Posey recruited a local militia company, the Wilkinson Rifles, and enlisted them into Confederate service, serving as their captain from May 21, 1861. They became part of the 16th Mississippi, with Posey being selected as the regiment's first colonel on June 4. He then saw action first at a skirmish near Corinth, Mississippi, and moving into the Easter Theater, he suffered a slight wound in June 1862 at the Battle of Cross Keys during Maj. Gen. Stonewall Jackson's Valley Campaign. His regiment fought through the Seven Days Battles with the Army of Northern Virginia under Gen. Robert E. Lee. He served as the temporary commander of the brigade of four Mississippi infantry regiments, commanded by Brig. Gen. Winfield S. Featherston, during the Northern Virginia Campaign and the Maryland Campaign. Posey's regiment fought at Fredericksburg in December 1862, successfully repelling a Union attack. In the spring of 1863 Posey was promoted to brigadier general with date of rank of November 1, 1862. 
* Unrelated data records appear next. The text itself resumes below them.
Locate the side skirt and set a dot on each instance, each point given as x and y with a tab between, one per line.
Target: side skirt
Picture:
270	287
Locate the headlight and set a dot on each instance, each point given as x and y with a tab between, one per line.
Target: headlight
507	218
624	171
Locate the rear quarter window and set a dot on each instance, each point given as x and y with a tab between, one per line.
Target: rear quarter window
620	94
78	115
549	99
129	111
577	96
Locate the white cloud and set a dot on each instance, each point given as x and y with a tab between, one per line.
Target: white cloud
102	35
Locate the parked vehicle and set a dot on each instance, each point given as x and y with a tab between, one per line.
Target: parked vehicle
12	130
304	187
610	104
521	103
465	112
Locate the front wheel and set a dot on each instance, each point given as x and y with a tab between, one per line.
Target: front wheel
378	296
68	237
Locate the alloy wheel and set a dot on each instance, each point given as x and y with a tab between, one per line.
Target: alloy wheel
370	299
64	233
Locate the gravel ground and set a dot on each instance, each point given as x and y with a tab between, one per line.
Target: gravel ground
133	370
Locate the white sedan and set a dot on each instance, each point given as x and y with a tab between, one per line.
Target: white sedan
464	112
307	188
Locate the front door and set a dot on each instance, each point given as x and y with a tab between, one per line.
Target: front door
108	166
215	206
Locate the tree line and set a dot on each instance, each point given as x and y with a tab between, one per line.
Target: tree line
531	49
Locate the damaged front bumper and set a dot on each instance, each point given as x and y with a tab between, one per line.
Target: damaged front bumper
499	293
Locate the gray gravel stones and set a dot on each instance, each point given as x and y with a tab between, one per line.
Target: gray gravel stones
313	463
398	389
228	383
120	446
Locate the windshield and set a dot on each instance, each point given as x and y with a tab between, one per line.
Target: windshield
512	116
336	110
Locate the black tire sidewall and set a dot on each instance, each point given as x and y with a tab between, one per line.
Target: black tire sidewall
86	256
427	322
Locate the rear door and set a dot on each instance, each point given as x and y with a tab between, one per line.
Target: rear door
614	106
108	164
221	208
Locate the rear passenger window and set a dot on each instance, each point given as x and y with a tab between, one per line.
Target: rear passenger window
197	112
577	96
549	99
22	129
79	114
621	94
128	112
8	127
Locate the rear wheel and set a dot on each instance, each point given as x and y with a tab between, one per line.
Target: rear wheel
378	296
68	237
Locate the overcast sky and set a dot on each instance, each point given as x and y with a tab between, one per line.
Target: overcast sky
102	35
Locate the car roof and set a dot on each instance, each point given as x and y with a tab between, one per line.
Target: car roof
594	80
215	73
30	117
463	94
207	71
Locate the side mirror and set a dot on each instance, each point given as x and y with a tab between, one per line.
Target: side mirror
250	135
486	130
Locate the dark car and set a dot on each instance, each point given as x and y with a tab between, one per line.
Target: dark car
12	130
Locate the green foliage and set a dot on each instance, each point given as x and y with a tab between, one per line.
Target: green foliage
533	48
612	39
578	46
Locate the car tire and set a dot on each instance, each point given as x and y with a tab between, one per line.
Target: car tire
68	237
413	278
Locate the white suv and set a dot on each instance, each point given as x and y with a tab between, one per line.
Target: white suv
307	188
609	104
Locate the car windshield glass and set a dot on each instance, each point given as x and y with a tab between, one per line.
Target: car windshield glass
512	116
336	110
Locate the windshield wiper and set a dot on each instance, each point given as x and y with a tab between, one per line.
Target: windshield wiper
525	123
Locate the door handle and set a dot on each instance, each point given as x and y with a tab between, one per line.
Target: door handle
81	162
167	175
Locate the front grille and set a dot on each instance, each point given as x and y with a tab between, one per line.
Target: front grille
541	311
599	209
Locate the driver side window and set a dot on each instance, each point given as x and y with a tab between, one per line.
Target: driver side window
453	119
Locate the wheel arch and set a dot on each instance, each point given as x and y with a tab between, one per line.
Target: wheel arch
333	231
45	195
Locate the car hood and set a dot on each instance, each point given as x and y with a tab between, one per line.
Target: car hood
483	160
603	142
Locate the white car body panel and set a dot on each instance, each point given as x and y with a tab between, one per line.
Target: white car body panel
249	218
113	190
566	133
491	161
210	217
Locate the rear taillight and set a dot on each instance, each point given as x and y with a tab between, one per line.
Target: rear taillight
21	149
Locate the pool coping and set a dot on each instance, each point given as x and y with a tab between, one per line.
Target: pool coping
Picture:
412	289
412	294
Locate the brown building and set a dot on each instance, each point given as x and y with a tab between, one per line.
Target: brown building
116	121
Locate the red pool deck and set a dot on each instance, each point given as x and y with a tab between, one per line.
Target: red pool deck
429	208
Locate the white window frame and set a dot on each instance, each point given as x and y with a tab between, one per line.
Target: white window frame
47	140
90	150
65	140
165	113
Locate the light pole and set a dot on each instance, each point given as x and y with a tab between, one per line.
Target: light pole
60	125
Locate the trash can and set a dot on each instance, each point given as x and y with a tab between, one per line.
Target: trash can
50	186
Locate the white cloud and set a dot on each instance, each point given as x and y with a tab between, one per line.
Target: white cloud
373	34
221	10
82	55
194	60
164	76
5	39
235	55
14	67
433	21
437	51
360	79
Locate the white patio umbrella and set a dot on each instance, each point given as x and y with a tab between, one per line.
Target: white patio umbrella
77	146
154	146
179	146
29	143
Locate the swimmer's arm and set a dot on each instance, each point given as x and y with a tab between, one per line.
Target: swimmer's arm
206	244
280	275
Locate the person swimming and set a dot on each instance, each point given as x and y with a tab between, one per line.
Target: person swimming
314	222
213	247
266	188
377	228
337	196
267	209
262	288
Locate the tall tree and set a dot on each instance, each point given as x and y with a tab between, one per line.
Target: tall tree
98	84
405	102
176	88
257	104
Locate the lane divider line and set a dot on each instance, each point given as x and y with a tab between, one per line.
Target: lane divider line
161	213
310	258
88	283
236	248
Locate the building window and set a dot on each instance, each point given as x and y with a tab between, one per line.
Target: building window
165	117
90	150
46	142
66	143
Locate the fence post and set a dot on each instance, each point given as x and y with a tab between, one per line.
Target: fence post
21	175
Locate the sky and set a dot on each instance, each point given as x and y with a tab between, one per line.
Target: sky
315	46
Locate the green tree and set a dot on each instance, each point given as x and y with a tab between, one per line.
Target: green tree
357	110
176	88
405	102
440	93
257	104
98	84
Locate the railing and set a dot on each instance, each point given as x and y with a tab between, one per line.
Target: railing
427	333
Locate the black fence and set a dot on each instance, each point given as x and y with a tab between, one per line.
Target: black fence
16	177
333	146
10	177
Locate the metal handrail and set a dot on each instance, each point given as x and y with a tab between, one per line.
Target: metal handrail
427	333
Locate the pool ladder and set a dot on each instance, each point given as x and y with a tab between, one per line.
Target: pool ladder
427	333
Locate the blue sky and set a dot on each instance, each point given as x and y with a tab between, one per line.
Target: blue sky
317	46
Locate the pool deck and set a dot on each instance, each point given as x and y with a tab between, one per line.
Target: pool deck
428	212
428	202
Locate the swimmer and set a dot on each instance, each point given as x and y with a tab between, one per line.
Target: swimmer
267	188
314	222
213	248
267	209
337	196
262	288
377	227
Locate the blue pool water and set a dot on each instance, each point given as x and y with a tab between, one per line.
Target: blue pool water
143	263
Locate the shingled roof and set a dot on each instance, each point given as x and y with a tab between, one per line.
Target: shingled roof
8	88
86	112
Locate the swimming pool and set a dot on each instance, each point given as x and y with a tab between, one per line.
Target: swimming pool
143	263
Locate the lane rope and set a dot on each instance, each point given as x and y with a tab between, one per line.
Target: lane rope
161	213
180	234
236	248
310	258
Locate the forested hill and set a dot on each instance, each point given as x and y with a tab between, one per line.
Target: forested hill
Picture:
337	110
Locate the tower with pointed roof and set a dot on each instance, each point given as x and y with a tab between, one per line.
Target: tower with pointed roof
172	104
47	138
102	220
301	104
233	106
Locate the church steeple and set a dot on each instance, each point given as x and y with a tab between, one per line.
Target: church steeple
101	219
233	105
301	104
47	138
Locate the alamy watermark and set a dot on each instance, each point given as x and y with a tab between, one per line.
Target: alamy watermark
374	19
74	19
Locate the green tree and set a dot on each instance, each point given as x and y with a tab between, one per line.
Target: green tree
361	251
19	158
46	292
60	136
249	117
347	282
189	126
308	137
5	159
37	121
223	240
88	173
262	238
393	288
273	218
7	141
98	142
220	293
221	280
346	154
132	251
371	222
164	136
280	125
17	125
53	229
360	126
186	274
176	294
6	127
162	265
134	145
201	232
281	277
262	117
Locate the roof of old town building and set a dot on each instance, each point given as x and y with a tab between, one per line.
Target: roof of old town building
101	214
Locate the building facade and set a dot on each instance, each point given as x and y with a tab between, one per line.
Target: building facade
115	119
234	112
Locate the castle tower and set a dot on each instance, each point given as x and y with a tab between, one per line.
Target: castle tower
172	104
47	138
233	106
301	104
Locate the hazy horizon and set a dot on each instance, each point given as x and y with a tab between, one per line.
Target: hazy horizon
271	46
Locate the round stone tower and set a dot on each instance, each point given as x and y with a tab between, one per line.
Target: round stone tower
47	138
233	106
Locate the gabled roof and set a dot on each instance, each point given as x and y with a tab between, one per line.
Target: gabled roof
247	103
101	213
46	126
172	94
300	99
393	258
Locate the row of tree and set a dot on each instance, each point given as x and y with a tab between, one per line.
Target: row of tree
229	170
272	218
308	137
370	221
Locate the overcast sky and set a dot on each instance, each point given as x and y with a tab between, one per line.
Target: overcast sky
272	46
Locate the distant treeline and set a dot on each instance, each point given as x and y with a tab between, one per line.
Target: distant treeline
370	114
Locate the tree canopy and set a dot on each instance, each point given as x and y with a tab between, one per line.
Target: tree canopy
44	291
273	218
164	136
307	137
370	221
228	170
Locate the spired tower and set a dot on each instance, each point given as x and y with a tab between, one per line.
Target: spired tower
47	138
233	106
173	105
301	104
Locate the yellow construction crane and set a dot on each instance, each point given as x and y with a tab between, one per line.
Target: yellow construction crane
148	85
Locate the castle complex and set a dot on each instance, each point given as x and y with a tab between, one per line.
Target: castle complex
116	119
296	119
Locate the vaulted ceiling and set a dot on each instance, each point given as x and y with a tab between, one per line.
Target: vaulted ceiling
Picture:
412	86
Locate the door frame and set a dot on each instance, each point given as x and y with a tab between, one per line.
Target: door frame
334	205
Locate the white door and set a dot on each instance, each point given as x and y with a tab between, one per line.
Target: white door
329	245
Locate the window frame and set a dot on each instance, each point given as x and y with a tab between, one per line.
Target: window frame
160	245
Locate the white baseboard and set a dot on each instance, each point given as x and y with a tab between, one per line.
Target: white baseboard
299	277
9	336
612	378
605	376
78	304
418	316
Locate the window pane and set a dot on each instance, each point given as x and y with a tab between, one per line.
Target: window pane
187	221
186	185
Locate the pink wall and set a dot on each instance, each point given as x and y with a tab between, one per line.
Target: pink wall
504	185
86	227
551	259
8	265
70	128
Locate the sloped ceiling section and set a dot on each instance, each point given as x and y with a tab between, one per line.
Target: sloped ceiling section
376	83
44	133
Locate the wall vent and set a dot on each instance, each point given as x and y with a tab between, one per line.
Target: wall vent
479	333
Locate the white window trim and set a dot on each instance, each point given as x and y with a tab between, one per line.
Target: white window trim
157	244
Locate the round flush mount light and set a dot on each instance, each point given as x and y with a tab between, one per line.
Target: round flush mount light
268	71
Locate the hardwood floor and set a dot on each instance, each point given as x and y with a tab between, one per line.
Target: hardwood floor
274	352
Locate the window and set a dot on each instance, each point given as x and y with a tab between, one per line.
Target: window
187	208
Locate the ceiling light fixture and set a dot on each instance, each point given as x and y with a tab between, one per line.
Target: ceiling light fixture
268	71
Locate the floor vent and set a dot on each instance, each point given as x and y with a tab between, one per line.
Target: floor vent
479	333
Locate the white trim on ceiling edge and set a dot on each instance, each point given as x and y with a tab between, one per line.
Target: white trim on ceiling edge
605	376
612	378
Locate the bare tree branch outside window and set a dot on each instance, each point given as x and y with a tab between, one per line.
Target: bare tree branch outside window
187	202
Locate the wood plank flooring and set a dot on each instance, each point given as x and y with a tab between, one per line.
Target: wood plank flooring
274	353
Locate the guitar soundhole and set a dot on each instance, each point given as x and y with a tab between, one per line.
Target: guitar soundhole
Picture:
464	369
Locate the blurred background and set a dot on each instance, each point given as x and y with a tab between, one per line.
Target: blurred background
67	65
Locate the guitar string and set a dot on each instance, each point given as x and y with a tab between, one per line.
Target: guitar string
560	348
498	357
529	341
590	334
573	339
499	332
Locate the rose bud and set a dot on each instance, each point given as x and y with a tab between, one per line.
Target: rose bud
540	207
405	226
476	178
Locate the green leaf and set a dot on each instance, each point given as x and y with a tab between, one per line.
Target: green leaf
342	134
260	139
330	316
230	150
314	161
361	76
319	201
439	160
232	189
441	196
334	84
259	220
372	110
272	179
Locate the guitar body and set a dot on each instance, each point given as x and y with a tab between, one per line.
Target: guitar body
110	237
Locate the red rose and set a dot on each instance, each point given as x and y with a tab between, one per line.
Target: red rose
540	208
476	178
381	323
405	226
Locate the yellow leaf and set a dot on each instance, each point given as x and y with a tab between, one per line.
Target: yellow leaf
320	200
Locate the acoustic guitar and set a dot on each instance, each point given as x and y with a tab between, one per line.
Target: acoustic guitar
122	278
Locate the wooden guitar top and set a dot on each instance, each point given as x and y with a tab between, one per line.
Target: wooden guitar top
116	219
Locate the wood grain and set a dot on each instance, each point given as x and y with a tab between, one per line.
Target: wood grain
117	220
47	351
The following May, Posey's Brigade saw limited action at the Battle of Chancellorsville, maintaining a reserve position at Salem Church. During the army reorganization following Stonewall Jackson's death, Posey's Brigade was assigned to Maj. Gen. Richard H. Anderson's division of the Third Corps. During the Battle of Gettysburg in July, the brigade was part of Anderson's July 2 attack on Cemetery Ridge.  During the fall campaign, Posey was wounded in the left thigh by a shell fragment at the Battle of Bristoe Station on October 14, 1863. He was initially taken to Culpeper Court House for medical treatment. In an era with limited understanding of germs, infection soon set in. After a month's struggle to live, Posey died at the home of a friend, Dr. John Davis, in Charlottesville, Virginia, in November 1863. Posey was buried in the Davis family plot in the cemetery of the University of Virginia.